The first Stirling Professions and Management Conference was held in August 1993. Over 100 participants were drawn from the UK, Europe, Australasia and the USA, and 75 papers were presented. In July 1994 the Fourth Internationalizing Entrepreneurship Education and Training Conference (IntEnt94) was held, followed in August 1995 by a second conference on the theme of Professions and Management, and in July 1996 by the conference on Ageism, Work and Employment from which this book draws most of its papers. These conferences also attracted numerous international participants.
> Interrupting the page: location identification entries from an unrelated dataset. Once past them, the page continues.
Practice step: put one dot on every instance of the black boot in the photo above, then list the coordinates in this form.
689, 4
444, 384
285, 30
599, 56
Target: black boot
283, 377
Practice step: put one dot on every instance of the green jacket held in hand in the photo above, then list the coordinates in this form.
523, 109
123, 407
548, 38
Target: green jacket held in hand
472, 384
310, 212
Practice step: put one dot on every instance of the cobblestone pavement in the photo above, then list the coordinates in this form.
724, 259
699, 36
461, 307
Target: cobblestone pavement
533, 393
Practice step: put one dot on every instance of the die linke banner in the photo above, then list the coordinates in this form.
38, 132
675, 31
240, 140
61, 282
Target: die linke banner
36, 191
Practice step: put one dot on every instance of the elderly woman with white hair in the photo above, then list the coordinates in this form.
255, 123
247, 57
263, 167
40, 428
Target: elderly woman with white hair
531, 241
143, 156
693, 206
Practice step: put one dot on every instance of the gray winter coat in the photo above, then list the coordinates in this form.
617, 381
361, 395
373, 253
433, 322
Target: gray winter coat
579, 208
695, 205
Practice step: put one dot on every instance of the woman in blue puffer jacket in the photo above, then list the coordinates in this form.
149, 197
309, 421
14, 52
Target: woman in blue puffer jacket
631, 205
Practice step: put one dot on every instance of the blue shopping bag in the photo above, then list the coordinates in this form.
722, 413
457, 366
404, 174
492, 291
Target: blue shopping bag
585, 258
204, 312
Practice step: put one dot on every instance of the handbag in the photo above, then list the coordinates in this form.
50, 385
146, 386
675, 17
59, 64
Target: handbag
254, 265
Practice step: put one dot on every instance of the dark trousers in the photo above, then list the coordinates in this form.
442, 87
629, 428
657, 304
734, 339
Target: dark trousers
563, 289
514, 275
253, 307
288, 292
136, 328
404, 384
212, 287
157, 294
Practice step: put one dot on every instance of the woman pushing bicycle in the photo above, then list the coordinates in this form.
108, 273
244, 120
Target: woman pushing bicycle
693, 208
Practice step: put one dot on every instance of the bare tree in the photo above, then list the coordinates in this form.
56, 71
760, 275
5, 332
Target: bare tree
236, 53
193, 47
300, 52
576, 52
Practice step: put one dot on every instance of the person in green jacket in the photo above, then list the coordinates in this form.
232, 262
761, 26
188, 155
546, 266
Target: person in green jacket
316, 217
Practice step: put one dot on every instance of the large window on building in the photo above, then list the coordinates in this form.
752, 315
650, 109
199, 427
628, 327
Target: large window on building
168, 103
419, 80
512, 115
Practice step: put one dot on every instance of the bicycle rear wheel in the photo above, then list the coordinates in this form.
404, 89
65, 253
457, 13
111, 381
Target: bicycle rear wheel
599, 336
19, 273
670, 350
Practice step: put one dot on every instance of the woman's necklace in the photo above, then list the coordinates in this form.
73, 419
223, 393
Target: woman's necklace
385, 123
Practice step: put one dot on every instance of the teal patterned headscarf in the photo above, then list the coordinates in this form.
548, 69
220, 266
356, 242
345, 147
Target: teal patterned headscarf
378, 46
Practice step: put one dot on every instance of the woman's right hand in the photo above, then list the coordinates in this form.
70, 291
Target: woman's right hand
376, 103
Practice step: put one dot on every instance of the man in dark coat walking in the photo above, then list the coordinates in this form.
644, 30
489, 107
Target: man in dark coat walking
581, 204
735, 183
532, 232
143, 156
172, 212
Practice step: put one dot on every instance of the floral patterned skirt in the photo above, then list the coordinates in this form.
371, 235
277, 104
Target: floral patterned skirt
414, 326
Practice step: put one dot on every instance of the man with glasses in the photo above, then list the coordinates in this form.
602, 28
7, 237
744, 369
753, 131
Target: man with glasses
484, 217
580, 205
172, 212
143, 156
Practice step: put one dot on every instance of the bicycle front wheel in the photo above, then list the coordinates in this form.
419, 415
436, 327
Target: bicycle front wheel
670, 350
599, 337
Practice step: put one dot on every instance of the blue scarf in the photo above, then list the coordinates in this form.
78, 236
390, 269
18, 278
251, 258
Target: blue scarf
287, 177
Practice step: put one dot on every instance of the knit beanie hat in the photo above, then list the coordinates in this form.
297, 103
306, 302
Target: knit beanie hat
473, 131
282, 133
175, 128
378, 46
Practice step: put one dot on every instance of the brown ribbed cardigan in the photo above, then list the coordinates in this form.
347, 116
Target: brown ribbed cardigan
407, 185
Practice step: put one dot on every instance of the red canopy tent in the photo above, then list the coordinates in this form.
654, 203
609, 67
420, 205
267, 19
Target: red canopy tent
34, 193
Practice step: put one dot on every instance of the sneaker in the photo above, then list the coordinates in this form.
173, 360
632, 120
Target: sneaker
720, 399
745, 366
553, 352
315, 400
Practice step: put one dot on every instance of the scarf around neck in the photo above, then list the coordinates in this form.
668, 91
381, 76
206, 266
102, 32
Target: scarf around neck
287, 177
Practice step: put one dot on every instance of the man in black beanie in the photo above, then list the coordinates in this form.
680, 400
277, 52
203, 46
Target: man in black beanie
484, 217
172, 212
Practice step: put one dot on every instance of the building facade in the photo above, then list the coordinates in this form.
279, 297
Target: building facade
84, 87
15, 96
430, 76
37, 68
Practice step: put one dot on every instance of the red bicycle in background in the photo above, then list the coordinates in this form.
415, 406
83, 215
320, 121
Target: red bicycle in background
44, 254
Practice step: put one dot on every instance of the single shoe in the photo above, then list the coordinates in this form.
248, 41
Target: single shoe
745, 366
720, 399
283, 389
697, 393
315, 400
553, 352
Over 100 papers from or chapters stimulated by these conferences have now been published, in seven co-edited and edited books. The Professional-Managerial Class: Contemporary British Management in the Pursuer Mode, co-edited by Ian Glover and Michael Hughes, was published in 1996, as were Beyond Reason: The National Health Service and the Limits of Management, effectively a sector case study of the main themes discussed in the previous book and co-edited by John Leopold, Ian Glover and Michael Hughes, and, from the 1995 conference, New Relationships among the Organised Professions, edited by Robin Fincham. In 2000 Professions at Bay: Control and Encouragement of Ingenuity in British Management, co-edited by Ian Glover and Michael Hughes, took many of the arguments from the three previous books on professions and management further. In doing so it contained three chapters not given at the 1993 conference, ten from it which were updated by or with help from their authors, and extended introductory and concluding chapters. Further books in Ashgates Stirling Management Series include Educating Entrepreneurs in Modern Economies, co-edited by Peter Rosa, Michael G. Scott and Heinz Klandt, and Educating Entrepreneurs for Wealth Creation, co-edited by Michael G. Scott, Peter Rosa and Heinz Klandt, which were published in 1996, 1998, as were Enterprising Capital, by Simon Harris and Chris Bovaird, and Performance Review in Local Government by Rob Ball.
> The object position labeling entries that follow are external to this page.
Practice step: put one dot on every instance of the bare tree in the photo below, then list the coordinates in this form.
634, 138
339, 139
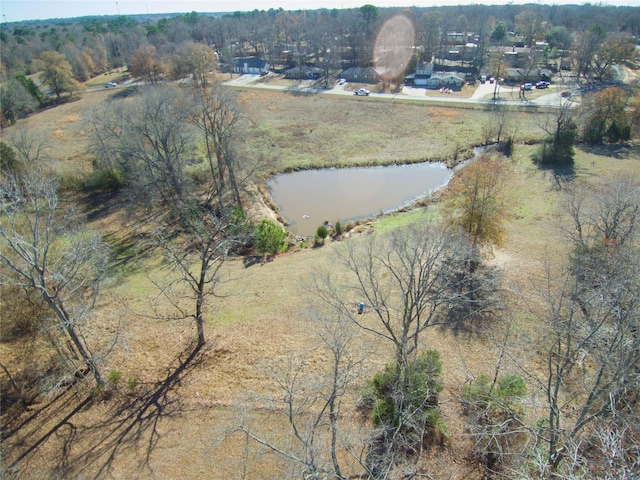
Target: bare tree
47, 251
149, 142
592, 349
312, 400
209, 239
408, 279
219, 118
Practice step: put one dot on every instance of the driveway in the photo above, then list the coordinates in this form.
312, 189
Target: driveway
483, 93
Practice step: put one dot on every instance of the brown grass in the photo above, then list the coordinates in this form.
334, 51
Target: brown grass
177, 422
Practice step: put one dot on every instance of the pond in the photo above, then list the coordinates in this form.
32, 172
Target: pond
309, 198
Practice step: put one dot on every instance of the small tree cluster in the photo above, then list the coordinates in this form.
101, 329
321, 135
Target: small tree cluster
605, 117
404, 406
269, 238
493, 411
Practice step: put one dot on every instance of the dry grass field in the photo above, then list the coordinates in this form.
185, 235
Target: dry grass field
180, 419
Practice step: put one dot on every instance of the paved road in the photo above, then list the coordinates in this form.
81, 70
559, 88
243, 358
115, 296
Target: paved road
482, 95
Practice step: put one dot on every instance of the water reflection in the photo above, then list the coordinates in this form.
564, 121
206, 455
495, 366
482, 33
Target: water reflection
308, 198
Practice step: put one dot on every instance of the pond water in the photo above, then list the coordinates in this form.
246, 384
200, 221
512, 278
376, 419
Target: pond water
308, 198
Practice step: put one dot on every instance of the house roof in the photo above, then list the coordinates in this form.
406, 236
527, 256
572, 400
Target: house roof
251, 62
442, 76
305, 70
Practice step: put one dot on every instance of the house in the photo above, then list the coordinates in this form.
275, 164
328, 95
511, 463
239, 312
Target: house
304, 73
251, 65
518, 75
444, 79
361, 75
422, 75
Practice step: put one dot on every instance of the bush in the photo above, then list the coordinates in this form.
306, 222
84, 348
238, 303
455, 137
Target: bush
269, 238
322, 233
492, 410
339, 229
8, 158
422, 383
105, 180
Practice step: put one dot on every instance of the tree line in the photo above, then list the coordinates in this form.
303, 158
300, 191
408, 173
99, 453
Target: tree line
71, 52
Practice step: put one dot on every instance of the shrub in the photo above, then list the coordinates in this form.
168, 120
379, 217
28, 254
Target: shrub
114, 377
492, 410
269, 238
105, 179
421, 382
322, 233
8, 158
339, 229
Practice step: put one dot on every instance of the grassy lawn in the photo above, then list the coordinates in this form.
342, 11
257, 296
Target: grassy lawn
259, 322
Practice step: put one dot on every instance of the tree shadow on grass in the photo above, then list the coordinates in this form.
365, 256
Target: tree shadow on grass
616, 151
89, 449
562, 175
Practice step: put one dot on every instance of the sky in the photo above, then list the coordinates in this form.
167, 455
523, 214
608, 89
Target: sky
18, 10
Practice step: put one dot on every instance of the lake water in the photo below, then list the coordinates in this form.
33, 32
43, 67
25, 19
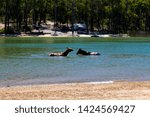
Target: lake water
25, 61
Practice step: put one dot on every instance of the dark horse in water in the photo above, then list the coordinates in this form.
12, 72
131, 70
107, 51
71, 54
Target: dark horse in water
83, 52
65, 53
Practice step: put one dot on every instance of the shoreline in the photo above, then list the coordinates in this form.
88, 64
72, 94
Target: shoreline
137, 90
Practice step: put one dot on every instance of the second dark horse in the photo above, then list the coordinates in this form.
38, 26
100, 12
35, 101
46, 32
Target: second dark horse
83, 52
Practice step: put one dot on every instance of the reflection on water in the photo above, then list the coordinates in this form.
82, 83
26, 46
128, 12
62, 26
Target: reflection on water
25, 61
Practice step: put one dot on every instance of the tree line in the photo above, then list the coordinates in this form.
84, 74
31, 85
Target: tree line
111, 16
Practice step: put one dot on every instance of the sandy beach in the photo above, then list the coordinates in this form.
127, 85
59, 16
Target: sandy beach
78, 91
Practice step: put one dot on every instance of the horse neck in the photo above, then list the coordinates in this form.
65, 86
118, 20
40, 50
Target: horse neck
65, 53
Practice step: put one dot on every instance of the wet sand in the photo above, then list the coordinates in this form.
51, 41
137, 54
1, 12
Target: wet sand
78, 91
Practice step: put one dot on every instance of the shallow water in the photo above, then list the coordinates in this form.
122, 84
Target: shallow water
25, 61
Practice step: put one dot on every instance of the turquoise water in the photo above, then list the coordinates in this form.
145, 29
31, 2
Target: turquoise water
25, 61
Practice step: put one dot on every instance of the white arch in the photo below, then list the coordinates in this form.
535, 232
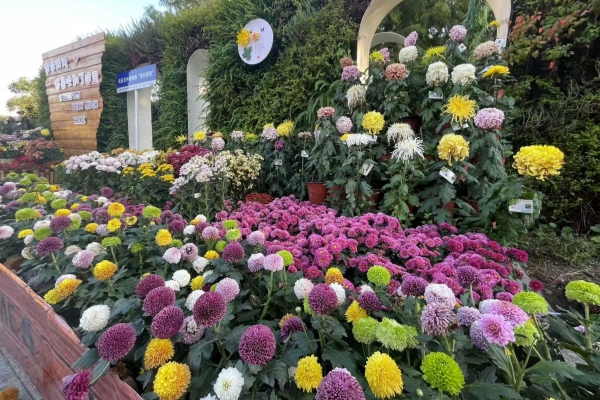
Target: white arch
379, 9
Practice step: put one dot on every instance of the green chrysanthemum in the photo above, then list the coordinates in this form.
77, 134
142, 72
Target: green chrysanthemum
531, 303
441, 372
364, 330
396, 336
379, 275
583, 292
Ageism, Work and Employment, co-edited by Ian Glover and Mohamed Branine, contains twelve papers presented at the conference on that subject, five invited ones written subsequently, and substantial introductory and concluding chapters. A further three of the conference papers were published in a special issue, co-edited by Mohamed Branine and Ian Glover, of Personnel Review, on ageism, work and employment in July 1997, and another was published in the Human Resource Management Journal in 1998. The introductory chapter addresses various themes and contains a brief description of the contents of the remaining chapters, and draws a significant proportion of its content from a paper presented by Ian Glover to an Economic and Social Research Council seminar series on Age and Labour Markets in December 1997. The core arguments of this volume include the following: age discrimination affects people all ages, not just older ones; that ageism is a near-universal phenomenon, but some societies exhibit more constructive and thoughtful attitudes towards age and to relationships between the generations than others; that the terms ageing population and demographic time bomb are misleading because longer and on the whole healthier and wealthier lives are achievements to build upon and not problems to cope with; that employment, education, pension, health and welfare policies need to be co-ordinated better as well as developed in the light of economic and demographic change; that to expect employees and citizens of various ages to wait their turn, to fit in or to make way for others will increasingly be regarded as both economically constraining and ethically very dubious; and that while all ageism is bad, age discrimination should always be good.